Big slabs of wood move as they dry – sometimes a little, sometimes a lot. In my experience, the worst of the movement happens in the first six to 12 months of drying. The hardest two problems to deal with that emerge from the drying process are: a crown over the length of the slab, and the more common twist or wind over the length.
This movement (particularly a bad twist) can mean removing a tremendous amount of wood to get a flat surface. A jack plane with a cambered iron can do wonders, but if there is a lot of wood that has to come of it, can be quite a job. Another factor can be the wood itself. Most of the benchtops I deal with are red or white oak; once dry, it is hard to take much of a bite with a handplane.
The past couple of years I have been using a hand held electric plane for hogging off the majority of the offending wood. It works quite well across or with the grain. When using it cross-grain it will take close to 1/8″ off each pass. Once I am close to where I need to be, I can easily finish up with handplanes.

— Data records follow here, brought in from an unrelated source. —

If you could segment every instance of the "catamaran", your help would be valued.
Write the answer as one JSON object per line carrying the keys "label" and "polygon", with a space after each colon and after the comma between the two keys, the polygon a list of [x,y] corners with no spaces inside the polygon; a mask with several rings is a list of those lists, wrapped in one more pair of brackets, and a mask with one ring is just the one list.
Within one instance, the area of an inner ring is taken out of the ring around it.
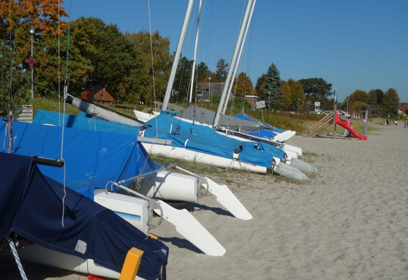
{"label": "catamaran", "polygon": [[[166,246],[40,170],[46,166],[60,170],[55,166],[64,163],[0,153],[0,251],[8,251],[8,244],[17,264],[21,257],[110,278],[165,275]],[[19,268],[27,278],[22,266]]]}

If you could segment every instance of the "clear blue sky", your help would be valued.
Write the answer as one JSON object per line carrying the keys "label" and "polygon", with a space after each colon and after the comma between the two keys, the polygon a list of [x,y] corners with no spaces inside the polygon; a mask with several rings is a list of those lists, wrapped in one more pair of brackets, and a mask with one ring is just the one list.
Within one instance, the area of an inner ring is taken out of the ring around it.
{"label": "clear blue sky", "polygon": [[[65,0],[72,18],[96,17],[122,32],[148,30],[147,0]],[[193,57],[198,0],[183,55]],[[244,0],[203,0],[197,62],[212,71],[219,58],[231,61]],[[187,0],[151,0],[153,32],[175,50]],[[341,101],[355,90],[397,90],[408,102],[408,1],[258,0],[239,72],[254,84],[272,63],[280,78],[323,78],[337,87]]]}

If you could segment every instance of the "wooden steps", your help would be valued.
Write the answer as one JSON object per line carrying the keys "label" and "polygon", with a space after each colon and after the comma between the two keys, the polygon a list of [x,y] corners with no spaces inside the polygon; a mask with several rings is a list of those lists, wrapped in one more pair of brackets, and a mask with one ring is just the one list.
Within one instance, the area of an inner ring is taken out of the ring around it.
{"label": "wooden steps", "polygon": [[308,137],[313,138],[333,123],[333,112],[329,113],[314,125],[308,128]]}

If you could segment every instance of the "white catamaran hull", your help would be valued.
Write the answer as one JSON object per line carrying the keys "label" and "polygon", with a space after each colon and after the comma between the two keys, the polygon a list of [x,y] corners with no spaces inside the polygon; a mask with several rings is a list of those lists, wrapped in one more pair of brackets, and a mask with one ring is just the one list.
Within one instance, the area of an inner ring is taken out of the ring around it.
{"label": "white catamaran hull", "polygon": [[219,185],[207,177],[164,171],[158,172],[157,176],[147,177],[134,185],[134,189],[149,198],[193,203],[198,201],[200,188],[208,189],[215,195],[217,201],[236,217],[243,220],[252,218],[226,185]]}
{"label": "white catamaran hull", "polygon": [[[148,221],[151,214],[148,211],[147,201],[105,190],[97,190],[94,200],[110,209],[144,233],[148,233]],[[172,223],[176,231],[186,239],[207,255],[221,256],[225,254],[225,249],[188,211],[175,209],[163,201],[158,203],[162,207],[165,219]],[[160,214],[160,211],[158,213]],[[95,264],[92,259],[84,260],[36,244],[20,249],[19,255],[22,259],[36,263],[78,272],[115,279],[120,276],[116,271]]]}
{"label": "white catamaran hull", "polygon": [[[239,135],[237,136],[237,135],[233,135],[232,134],[225,134],[225,133],[224,132],[222,132],[221,131],[217,131],[217,133],[218,133],[218,134],[221,134],[221,135],[223,135],[224,136],[226,136],[227,137],[228,137],[230,138],[232,138],[233,139],[236,139],[237,140],[239,140],[240,141],[244,141],[244,142],[253,142],[253,143],[256,143],[256,141],[254,141],[253,140],[250,140],[249,139],[246,139],[245,138],[242,138],[241,137],[240,137]],[[294,146],[293,146],[293,147],[294,147]],[[293,151],[291,151],[290,150],[288,150],[288,149],[286,149],[286,144],[285,144],[284,146],[284,148],[282,149],[282,150],[283,150],[285,151],[285,152],[286,153],[286,155],[288,156],[288,159],[289,160],[290,160],[290,159],[291,159],[292,158],[297,158],[297,153],[296,153],[295,152],[293,152]]]}
{"label": "white catamaran hull", "polygon": [[266,167],[239,159],[226,158],[195,152],[184,148],[143,142],[142,142],[142,145],[148,153],[153,154],[161,154],[169,157],[184,159],[189,161],[195,161],[224,168],[247,170],[258,173],[266,173],[268,172],[268,169]]}

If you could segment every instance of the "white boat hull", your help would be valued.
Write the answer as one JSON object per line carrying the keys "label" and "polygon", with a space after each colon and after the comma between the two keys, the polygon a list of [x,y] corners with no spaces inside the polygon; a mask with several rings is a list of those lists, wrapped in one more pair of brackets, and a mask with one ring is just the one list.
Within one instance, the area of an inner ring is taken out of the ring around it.
{"label": "white boat hull", "polygon": [[266,167],[242,160],[195,152],[184,148],[143,142],[142,145],[148,153],[152,154],[161,154],[175,159],[200,162],[224,168],[247,170],[258,173],[266,173],[268,172]]}
{"label": "white boat hull", "polygon": [[[120,273],[95,264],[93,260],[84,260],[79,257],[50,250],[34,244],[17,250],[23,260],[82,273],[119,279]],[[136,276],[136,279],[142,279]]]}
{"label": "white boat hull", "polygon": [[135,184],[138,192],[149,198],[193,203],[198,200],[197,178],[189,175],[161,171]]}

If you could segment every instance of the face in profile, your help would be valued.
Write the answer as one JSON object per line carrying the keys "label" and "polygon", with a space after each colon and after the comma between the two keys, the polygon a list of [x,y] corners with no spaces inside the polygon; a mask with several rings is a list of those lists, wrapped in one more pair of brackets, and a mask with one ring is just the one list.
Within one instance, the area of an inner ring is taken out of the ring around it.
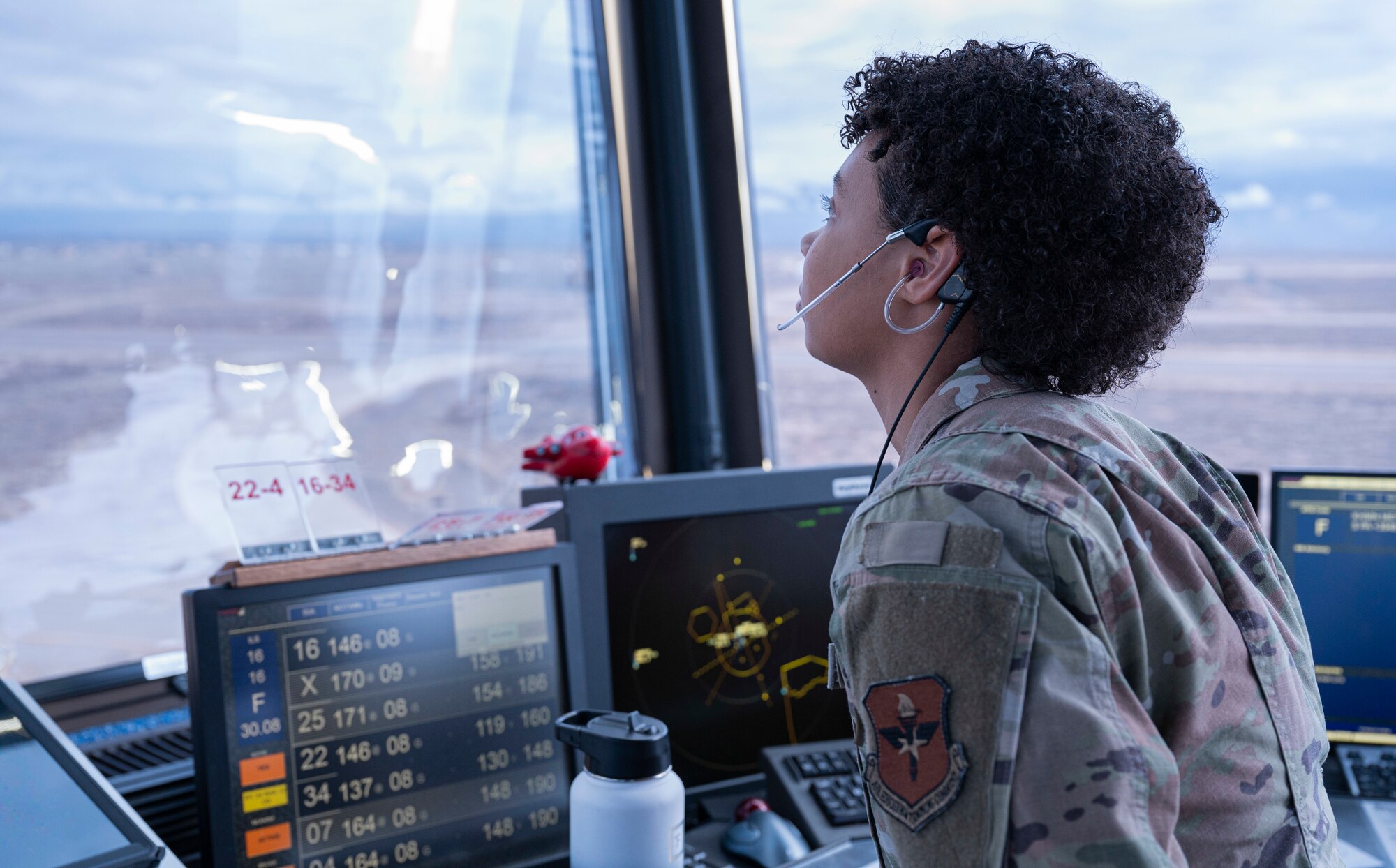
{"label": "face in profile", "polygon": [[[804,254],[801,308],[886,237],[877,163],[867,159],[872,144],[872,137],[867,137],[849,152],[829,191],[828,216],[800,239]],[[804,318],[804,346],[811,356],[853,375],[867,367],[875,342],[889,335],[882,322],[882,301],[900,276],[896,274],[898,257],[888,253],[884,250],[872,257]]]}

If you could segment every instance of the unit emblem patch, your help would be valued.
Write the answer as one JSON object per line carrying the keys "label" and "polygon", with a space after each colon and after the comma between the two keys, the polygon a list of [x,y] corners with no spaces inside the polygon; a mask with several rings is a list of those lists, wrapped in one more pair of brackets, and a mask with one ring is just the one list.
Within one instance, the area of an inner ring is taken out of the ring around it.
{"label": "unit emblem patch", "polygon": [[912,832],[951,807],[969,770],[963,745],[949,741],[949,699],[938,675],[879,681],[863,698],[877,733],[863,769],[868,794]]}

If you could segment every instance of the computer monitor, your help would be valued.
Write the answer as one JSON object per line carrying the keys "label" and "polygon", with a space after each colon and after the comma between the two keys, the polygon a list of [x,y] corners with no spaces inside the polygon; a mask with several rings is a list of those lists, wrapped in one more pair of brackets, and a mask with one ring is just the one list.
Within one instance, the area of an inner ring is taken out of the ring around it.
{"label": "computer monitor", "polygon": [[209,868],[550,862],[571,547],[184,597]]}
{"label": "computer monitor", "polygon": [[669,724],[688,786],[762,747],[850,737],[826,689],[829,579],[871,467],[725,470],[525,491],[563,498],[595,702]]}
{"label": "computer monitor", "polygon": [[1396,473],[1276,470],[1270,504],[1330,740],[1396,745]]}

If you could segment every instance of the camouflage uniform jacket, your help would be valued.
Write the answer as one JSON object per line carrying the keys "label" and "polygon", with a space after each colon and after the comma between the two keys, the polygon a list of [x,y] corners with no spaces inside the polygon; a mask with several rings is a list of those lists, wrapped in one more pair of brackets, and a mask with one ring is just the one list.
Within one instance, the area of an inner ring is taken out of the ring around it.
{"label": "camouflage uniform jacket", "polygon": [[1342,864],[1304,617],[1230,473],[977,359],[907,452],[829,625],[886,865]]}

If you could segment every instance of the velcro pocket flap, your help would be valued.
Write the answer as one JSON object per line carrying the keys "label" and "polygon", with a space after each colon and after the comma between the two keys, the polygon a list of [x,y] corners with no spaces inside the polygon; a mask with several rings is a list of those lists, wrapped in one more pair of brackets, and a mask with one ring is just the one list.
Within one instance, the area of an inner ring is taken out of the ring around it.
{"label": "velcro pocket flap", "polygon": [[903,564],[993,568],[1004,534],[997,527],[949,522],[872,522],[859,560],[868,569]]}

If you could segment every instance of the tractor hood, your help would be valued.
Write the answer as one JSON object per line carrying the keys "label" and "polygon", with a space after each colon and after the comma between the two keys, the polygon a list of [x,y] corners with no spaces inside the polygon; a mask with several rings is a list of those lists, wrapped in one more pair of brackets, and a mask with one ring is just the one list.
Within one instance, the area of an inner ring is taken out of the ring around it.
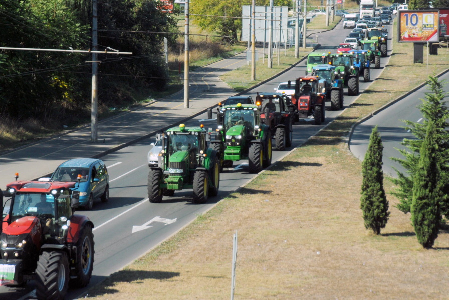
{"label": "tractor hood", "polygon": [[185,158],[188,155],[188,151],[180,151],[174,153],[170,156],[170,162],[181,162],[185,160]]}

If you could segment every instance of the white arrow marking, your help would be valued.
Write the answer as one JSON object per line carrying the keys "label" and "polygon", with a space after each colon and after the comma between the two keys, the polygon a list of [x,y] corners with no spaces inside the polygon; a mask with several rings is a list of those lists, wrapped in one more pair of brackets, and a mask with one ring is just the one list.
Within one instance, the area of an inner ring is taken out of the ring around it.
{"label": "white arrow marking", "polygon": [[149,228],[151,228],[153,227],[152,226],[148,226],[150,224],[152,223],[153,222],[159,222],[160,223],[165,223],[165,225],[164,226],[166,226],[169,224],[172,224],[176,221],[177,220],[177,218],[175,218],[171,220],[170,219],[164,219],[164,218],[161,218],[160,217],[154,217],[142,226],[132,226],[132,232],[131,232],[131,234],[132,234],[134,232],[137,232],[138,231],[140,231],[140,230],[143,230],[144,229],[147,229]]}

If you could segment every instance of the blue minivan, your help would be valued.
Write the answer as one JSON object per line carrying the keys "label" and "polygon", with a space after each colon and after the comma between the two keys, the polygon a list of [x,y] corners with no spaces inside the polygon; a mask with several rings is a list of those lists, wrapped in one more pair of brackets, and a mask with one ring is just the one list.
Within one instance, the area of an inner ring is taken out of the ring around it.
{"label": "blue minivan", "polygon": [[79,183],[74,190],[80,191],[80,206],[90,210],[94,200],[102,202],[109,199],[109,175],[104,162],[94,158],[75,158],[62,163],[53,174],[53,181],[73,181]]}

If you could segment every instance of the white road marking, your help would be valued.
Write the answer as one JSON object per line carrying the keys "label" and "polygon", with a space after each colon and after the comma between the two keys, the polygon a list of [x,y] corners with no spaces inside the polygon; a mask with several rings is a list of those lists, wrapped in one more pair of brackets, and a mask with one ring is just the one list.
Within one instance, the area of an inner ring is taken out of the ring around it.
{"label": "white road marking", "polygon": [[134,168],[134,169],[133,169],[132,170],[131,170],[129,172],[127,172],[125,173],[125,174],[123,174],[123,175],[121,175],[120,176],[118,176],[118,177],[117,177],[116,178],[114,178],[114,179],[112,179],[112,180],[109,180],[109,182],[112,182],[112,181],[114,181],[114,180],[117,180],[118,179],[119,179],[119,178],[121,178],[121,177],[123,177],[123,176],[125,176],[125,175],[128,175],[128,174],[129,174],[129,173],[131,173],[131,172],[133,172],[133,171],[135,171],[136,170],[137,170],[137,169],[138,169],[139,168],[141,168],[141,167],[143,167],[143,166],[145,166],[145,165],[142,165],[141,166],[139,166],[137,167],[137,168]]}
{"label": "white road marking", "polygon": [[95,227],[94,229],[92,229],[92,231],[95,231],[95,230],[98,229],[100,227],[104,226],[105,225],[106,225],[106,224],[107,224],[108,223],[109,223],[109,222],[112,222],[112,221],[113,221],[113,220],[115,220],[115,219],[117,218],[118,217],[120,217],[120,216],[121,216],[123,215],[124,214],[125,214],[125,213],[126,213],[128,212],[128,211],[129,211],[130,210],[132,210],[132,209],[134,209],[134,208],[135,208],[137,207],[137,206],[139,206],[139,205],[141,205],[141,204],[144,203],[146,202],[147,201],[148,201],[148,198],[147,198],[146,199],[144,199],[142,200],[140,202],[137,203],[137,204],[136,204],[135,205],[134,205],[134,206],[133,206],[133,207],[131,207],[131,208],[129,208],[129,209],[128,209],[125,210],[125,211],[124,211],[124,212],[122,212],[122,213],[121,213],[121,214],[119,214],[119,215],[117,215],[115,216],[115,217],[114,217],[113,218],[112,218],[110,220],[108,220],[108,221],[107,221],[105,222],[104,223],[103,223],[101,225],[99,225],[98,226],[97,226],[97,227]]}

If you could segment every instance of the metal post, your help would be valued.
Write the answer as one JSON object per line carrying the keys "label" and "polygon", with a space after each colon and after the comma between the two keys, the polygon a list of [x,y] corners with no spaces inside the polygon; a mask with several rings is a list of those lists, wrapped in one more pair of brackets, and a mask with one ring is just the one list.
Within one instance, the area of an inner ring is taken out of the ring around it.
{"label": "metal post", "polygon": [[[97,20],[97,0],[92,0],[92,50],[96,51],[98,45],[98,25]],[[96,143],[98,141],[97,131],[98,113],[98,99],[97,95],[97,74],[98,63],[97,62],[97,53],[92,53],[92,99],[91,101],[91,141]]]}
{"label": "metal post", "polygon": [[253,0],[251,16],[251,80],[256,80],[256,0]]}
{"label": "metal post", "polygon": [[189,108],[188,99],[188,2],[185,0],[185,28],[184,29],[184,108]]}

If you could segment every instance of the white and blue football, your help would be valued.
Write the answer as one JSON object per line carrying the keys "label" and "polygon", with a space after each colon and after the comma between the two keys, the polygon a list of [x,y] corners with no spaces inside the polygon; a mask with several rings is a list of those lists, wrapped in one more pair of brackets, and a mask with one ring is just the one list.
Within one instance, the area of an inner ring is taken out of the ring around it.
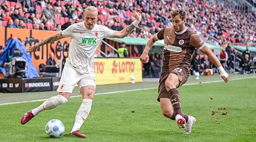
{"label": "white and blue football", "polygon": [[46,133],[51,137],[59,137],[64,132],[63,123],[58,119],[49,120],[46,126]]}

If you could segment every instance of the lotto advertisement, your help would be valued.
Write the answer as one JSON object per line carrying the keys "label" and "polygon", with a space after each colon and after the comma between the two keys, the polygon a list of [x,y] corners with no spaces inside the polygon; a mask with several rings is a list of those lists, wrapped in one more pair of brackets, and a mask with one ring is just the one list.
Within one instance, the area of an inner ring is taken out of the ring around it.
{"label": "lotto advertisement", "polygon": [[142,81],[139,59],[95,59],[94,61],[97,85]]}
{"label": "lotto advertisement", "polygon": [[[0,28],[0,53],[6,41],[10,38],[19,39],[27,47],[57,33],[56,31],[29,30]],[[40,47],[38,51],[31,53],[33,64],[39,70],[40,64],[46,64],[49,54],[53,52],[55,59],[60,64],[60,60],[68,57],[68,46],[71,38],[65,38]],[[112,43],[114,43],[113,41]],[[100,45],[98,48],[101,49]],[[105,48],[104,48],[105,49]],[[96,54],[99,54],[96,51]],[[97,85],[129,83],[142,81],[142,64],[139,59],[98,58],[94,59],[94,69]]]}

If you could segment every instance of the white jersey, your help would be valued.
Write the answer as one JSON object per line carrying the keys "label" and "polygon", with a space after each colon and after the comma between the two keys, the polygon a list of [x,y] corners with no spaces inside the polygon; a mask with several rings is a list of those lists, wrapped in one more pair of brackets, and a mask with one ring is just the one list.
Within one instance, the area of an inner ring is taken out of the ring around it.
{"label": "white jersey", "polygon": [[97,24],[92,30],[89,30],[84,22],[69,26],[61,31],[64,37],[72,37],[65,65],[71,66],[82,74],[94,72],[95,51],[103,39],[112,37],[114,34],[113,30]]}

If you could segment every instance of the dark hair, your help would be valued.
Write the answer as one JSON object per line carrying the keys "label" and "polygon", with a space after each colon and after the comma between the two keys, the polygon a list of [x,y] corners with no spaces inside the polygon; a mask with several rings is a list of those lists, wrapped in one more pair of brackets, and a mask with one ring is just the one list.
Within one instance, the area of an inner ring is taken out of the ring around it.
{"label": "dark hair", "polygon": [[187,19],[187,12],[182,9],[177,9],[171,11],[171,15],[172,18],[175,17],[179,14],[182,20]]}

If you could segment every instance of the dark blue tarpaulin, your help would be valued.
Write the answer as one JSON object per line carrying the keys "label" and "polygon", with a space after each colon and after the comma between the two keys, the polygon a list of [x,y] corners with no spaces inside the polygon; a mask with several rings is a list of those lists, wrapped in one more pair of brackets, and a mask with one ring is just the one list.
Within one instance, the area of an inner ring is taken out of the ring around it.
{"label": "dark blue tarpaulin", "polygon": [[0,70],[5,74],[5,76],[6,74],[6,70],[2,67],[2,65],[5,62],[8,61],[9,57],[13,55],[13,51],[16,48],[20,50],[22,53],[22,57],[26,59],[26,64],[27,65],[27,77],[29,78],[39,77],[39,74],[38,74],[36,68],[33,64],[30,53],[26,53],[26,49],[27,48],[26,46],[24,45],[19,40],[15,38],[10,39],[6,43],[6,46],[3,48],[2,53],[0,56]]}

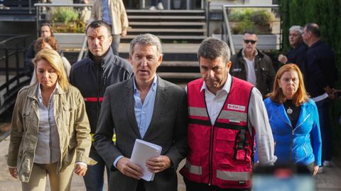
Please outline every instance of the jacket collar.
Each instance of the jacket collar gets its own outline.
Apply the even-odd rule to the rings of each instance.
[[[105,53],[105,55],[102,58],[102,60],[101,60],[102,67],[106,67],[108,65],[108,63],[109,62],[110,59],[112,58],[113,56],[114,56],[114,53],[112,53],[112,47],[109,47],[108,51],[107,52],[107,53]],[[96,64],[96,63],[93,59],[94,57],[94,54],[92,54],[91,52],[89,51],[89,58],[90,59],[90,60],[94,64]]]
[[[318,46],[320,44],[321,44],[323,42],[323,41],[322,41],[322,40],[319,40],[313,44],[309,48],[313,48],[314,47]]]
[[[286,114],[286,109],[284,108],[283,103],[274,103],[274,105],[276,107],[274,110],[275,114],[278,117],[279,119],[281,119],[281,120],[286,123],[290,127],[292,127],[291,122],[290,121],[289,117]],[[310,115],[308,110],[307,110],[307,107],[308,102],[303,103],[303,104],[302,104],[302,105],[301,106],[300,115],[298,116],[298,119],[297,120],[296,126],[295,127],[295,128],[301,126]]]
[[[39,83],[36,83],[33,85],[30,86],[28,90],[27,96],[28,98],[38,100],[37,97],[37,90],[38,86],[39,86]],[[63,90],[63,88],[60,86],[57,88],[57,91],[55,93],[55,94],[64,94],[65,92]]]

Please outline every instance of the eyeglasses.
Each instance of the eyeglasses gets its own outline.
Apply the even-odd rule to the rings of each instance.
[[[244,42],[245,42],[245,44],[249,44],[249,42],[251,42],[251,44],[254,44],[256,43],[256,42],[257,42],[256,40],[244,40]]]

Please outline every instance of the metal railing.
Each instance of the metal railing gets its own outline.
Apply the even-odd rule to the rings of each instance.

These little electric planes vary in price, I think I paid $120 for the one I have. This one has seen some pretty heavy use and has held up well so far.
In the video Chris and I shot, “Roubo Workbench: by Hand & Power,” we used one of these electric planes to flatten one face of the benchtop. We did the opposite face of the top with a 20″ surface planer. After all was said and done, wrestling the 300 lb. benchtop through the surface planer was much more exhausting than going the electric plane/handplane route.